SOLVED: Elderberry and ??

Gilbertsville, PA

The red twigged branch was taken from a elderberry look alike. It had blueish berries on it in the late summer. It had the elderberry shape, but no bumps on the bark like elderberries do. It was right next to a canadensis (not sure) elderberry. Anyone know what the red twigged branch is from?

Thumbnail by kielbasa1969 Thumbnail by kielbasa1969 Thumbnail by kielbasa1969 Thumbnail by kielbasa1969 Thumbnail by kielbasa1969
Scott County, KY(Zone 5b)

Hi kielbasa1969:

Hello from Kentucky, from someone who was born and lived as a wee lad not far from you - Perkiomenville PA. We lived on Deep Creek Road.

Notice the leaf morphology on your Elderberry (Sambucus canadensis). It has opposite arrangement of pinnate compound foliage. That means each leaf is made up of a specific array of leaflets. This native Elderberry usually has 7 leaflets per leaf, but that number can range from 5 to 11.

Your mystery shrub shows none of those characteristics EXCEPT that it has opposite arrangement of its leaves. It has simple leaves. You have noted the fruit color. That is definitely a shrubby Dogwood species (Cornus sp.). With blue-ish fruit, it could be Silky Dogwood - Cornus amomum. This would fit, since this species prefers wetter sites such as Elderberry would inhabit.

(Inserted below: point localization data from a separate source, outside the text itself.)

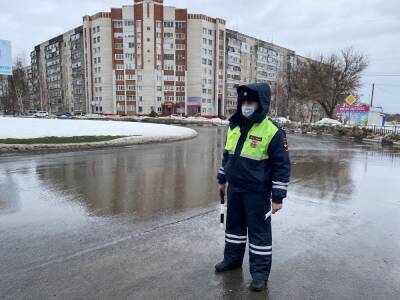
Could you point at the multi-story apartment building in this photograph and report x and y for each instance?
(253, 60)
(206, 67)
(149, 57)
(58, 74)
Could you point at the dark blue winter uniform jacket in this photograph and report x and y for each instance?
(246, 175)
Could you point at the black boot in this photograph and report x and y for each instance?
(224, 266)
(258, 285)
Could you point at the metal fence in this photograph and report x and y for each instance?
(383, 130)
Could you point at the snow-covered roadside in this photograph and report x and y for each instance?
(26, 128)
(137, 133)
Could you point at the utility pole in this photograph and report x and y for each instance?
(372, 95)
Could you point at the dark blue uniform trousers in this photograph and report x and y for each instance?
(249, 214)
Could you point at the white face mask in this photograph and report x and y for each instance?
(248, 111)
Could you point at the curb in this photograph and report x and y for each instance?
(127, 141)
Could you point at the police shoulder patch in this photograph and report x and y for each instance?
(285, 144)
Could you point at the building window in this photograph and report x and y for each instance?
(180, 24)
(118, 24)
(169, 24)
(168, 35)
(168, 57)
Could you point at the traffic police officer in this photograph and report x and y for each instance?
(257, 167)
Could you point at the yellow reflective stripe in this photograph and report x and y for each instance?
(264, 157)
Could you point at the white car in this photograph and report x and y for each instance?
(41, 114)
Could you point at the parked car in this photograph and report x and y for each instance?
(41, 114)
(64, 115)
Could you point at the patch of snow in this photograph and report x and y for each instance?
(25, 128)
(328, 122)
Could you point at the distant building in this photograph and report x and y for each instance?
(149, 57)
(58, 74)
(252, 60)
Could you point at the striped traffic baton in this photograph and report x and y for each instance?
(222, 206)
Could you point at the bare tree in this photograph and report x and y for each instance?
(328, 80)
(17, 89)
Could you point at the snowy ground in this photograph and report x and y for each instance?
(25, 128)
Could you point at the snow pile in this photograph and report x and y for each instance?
(25, 128)
(328, 122)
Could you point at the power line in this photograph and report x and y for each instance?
(381, 75)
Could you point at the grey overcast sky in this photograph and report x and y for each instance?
(309, 27)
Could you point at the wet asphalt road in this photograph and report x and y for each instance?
(141, 223)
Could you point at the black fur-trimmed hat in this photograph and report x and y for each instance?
(246, 94)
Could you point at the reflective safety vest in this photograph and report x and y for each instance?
(258, 138)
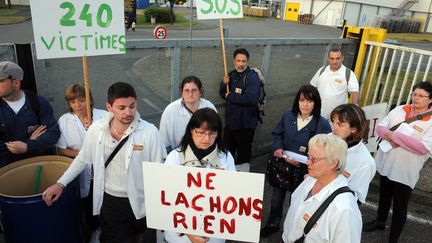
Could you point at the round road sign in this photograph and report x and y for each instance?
(160, 32)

There are more than a few shrubby dogwood species in eastern North America, and I'm not certain which array occur in Gilbertsville PA. All of them are great wildlife plants, and make handsome ornamental shrubs as well. It's a keeper.

These species are also generally easy to reproduce, too, should you want to. If you beat the birds to the seeds, they are not hard to germinate. If you just want to cut a hefty stem and pound it into moist soil (Live Staking), that will work too. If you are adept at rooting hormones, then take cuttings of young stems at the right time of year and you can make a bunch. Finally, I think you could layer a stem by pinning it to the ground in the spring, and then cutting it free with the rooted stem come fall.

Gilbertsville, PA

Quote from ViburnumValley :
Hi kielbasa1969:

Hello from Kentucky, from someone who was born and lived as a wee lad not far from you - Perkiomenville PA. We lived on Deep Creek Road.

Notice the leaf morphology on your Elderberry (Sambucus canadensis). It has opposite arrangement of pinnate compound foliage. That means each leaf is made up of a specific array of leaflets. This native Elderberry usually has 7 leaflets per leaf, but that number can range from 5 to 11.

Your mystery shrub shows none of those characteristics EXCEPT that it has opposite arrangement of its leaves. It has simple leaves. You have noted the fruit color. That is definitely a shrubby Dogwood species (Cornus sp.). With blue-ish fruit, it could be Silky Dogwood - Cornus amomum. This would fit, since this species prefers wetter sites such as Elderberry would inhabit.

There are more than a few shrubby dogwood species in eastern North America, and I'm not certain which array occur in Gilbertsville PA. All of them are great wildlife plants, and make handsome ornamental shrubs as well. It's a keeper.

These species are also generally easy to reproduce, too, should you want to. If you beat the birds to the seeds, they are not hard to germinate. If you just want to cut a hefty stem and pound it into moist soil (Live Staking), that will work too. If you are adept at rooting hormones, then take cuttings of young stems at the right time of year and you can make a bunch. Finally, I think you could layer a stem by pinning it to the ground in the spring, and then cutting it free with the rooted stem come fall.


Hi Viburnum Valley, .....yes i know where deep creek rd is. I am on Gilbertsville Rd. right near Twin Ponds golf course. You nailed it! it is a Silky Dogwood. I googled it and its definitely that. I thought the elderberrry was regular canadensis but wasnt sure . Thanks for your help! and happy plantings!

Scott County, KY(Zone 5b)

You are quite welcome. May your garden prosper.